Governor Martin O’Malley declared a state of emergency before the storm even got here Wednesday and crews scurried to treat state roads with salt in advance of the storm, which is expected to dump as much as ten inches of snow on central Maryland.
Meanwhile, Baltimore officials stocked up on salt, ready to deploy trucks late in the day. Mayor Stephanie Rawlings-Blake said in an afternoon news conference the city began replenishing its supply of salt after the last snow storm because there is only a small circle of suppliers and she wanted to make sure the city didn’t run out before winter is over. It’s paying off. “We’ve already started getting calls from other jurisdictions looking for salt,” she said. “You know we try to make sure we stay ahead of the game so we have enough salt prepared.”

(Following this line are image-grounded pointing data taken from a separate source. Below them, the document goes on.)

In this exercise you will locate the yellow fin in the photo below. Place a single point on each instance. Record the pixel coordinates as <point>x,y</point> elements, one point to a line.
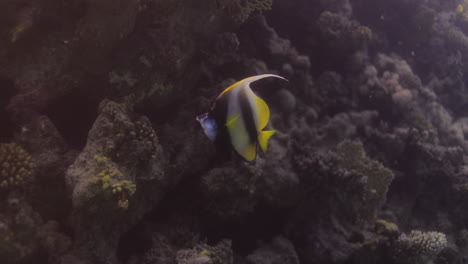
<point>250,152</point>
<point>240,140</point>
<point>230,123</point>
<point>264,137</point>
<point>263,114</point>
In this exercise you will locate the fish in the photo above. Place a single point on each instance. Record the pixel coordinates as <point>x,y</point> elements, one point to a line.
<point>237,119</point>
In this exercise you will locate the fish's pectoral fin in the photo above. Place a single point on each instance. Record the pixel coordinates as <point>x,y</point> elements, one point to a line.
<point>264,137</point>
<point>231,122</point>
<point>263,113</point>
<point>249,153</point>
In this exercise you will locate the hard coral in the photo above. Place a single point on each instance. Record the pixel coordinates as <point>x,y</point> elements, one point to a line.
<point>205,254</point>
<point>411,247</point>
<point>110,183</point>
<point>240,10</point>
<point>339,28</point>
<point>16,167</point>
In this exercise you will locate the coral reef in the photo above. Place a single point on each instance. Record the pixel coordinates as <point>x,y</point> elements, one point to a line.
<point>102,161</point>
<point>280,251</point>
<point>417,244</point>
<point>16,169</point>
<point>202,253</point>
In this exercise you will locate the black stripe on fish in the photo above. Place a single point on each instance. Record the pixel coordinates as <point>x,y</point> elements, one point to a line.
<point>247,116</point>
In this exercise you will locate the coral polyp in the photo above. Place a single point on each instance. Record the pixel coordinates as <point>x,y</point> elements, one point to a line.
<point>16,167</point>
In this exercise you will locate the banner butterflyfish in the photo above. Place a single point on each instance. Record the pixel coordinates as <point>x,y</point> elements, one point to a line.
<point>238,118</point>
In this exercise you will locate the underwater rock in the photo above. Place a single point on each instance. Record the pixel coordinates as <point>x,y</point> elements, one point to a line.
<point>115,180</point>
<point>16,168</point>
<point>280,251</point>
<point>205,254</point>
<point>345,189</point>
<point>24,237</point>
<point>417,245</point>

She said the city has spent nearly double the $2.7 million budgeted for snow removal. But she assured city residents that won’t stop crews from plowing the streets. “We will spend what we have to do,” she said, “and make the adjustments needed just as we’ve done in the past to make sure we have the resources on the street to clean up after the snow.”
O'Malley said the state has some 2700 pieces of equipment ready to respond when the snow begins to fall. But, he added, it’s better not to drive if you don’t have to. “We're urging citizens to stay off the roads,” he said. “If you don't have to travel, don't travel. This is going to be a nasty wet icy event here in Maryland that will go on for 24 hours.”

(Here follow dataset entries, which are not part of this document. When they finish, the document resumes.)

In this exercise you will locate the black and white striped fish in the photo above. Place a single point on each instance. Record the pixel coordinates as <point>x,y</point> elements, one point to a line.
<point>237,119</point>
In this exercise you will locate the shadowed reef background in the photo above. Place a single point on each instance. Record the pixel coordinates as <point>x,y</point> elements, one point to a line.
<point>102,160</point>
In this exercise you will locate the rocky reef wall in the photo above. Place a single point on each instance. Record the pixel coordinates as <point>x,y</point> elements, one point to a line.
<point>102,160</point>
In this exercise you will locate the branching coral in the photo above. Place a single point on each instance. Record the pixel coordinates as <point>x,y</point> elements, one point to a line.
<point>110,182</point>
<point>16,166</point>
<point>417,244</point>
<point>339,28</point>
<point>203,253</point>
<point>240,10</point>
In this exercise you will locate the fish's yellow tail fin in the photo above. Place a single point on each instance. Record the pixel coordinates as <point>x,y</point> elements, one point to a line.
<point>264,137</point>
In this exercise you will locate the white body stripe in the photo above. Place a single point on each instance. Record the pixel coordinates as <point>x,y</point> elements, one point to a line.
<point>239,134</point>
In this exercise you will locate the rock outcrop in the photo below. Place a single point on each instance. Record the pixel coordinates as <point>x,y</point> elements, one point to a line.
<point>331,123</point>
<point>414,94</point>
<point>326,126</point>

He also urged Marylanders to conserve energy as the state braces for the storm. “We're asking that people do whatever they can to reduce their energy use in this time. That'll take some strain off the grid.” O'Malley said his office has been in touch with utility services across Maryland.
BGE has brought in 400 out-of-state utility workers to help in case of power outages. “We have staging sites set up throughout the entire service area that we will stock with crews and with materials so that they are closer to the action once the storm begins to impact us," said spokeswoman Rachael Lighty.

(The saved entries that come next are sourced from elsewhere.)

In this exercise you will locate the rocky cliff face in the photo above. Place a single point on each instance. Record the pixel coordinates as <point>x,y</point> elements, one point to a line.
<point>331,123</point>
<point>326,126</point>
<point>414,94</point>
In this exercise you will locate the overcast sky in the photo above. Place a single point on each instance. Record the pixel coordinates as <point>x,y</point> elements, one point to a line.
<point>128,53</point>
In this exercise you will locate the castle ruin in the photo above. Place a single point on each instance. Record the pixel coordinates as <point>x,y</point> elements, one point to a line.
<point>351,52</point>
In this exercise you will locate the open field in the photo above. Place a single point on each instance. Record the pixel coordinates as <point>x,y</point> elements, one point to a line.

At BWI Thurgood Marshall Airport, huge snow plows with blades wide enough to do a whole street at one swipe were lined up, ready to go. Right behind them were snow blowers the size of bulldozers, one of which just got in from Buffalo.
Wayne Pennell, the airport Chief Operating Officer, said the snow blowers will follow the plows down the runways, chewing through the piles of snow the plows make and tossing it onto the infield “so we have nothing left on the runway.”
He said 200 airport employees as well 100 private contractors will be working some long hours between now and Friday under miserable conditions, but they have “some top notch folks” who are used to working in those conditions. “They’re some of the best in the business,” he said.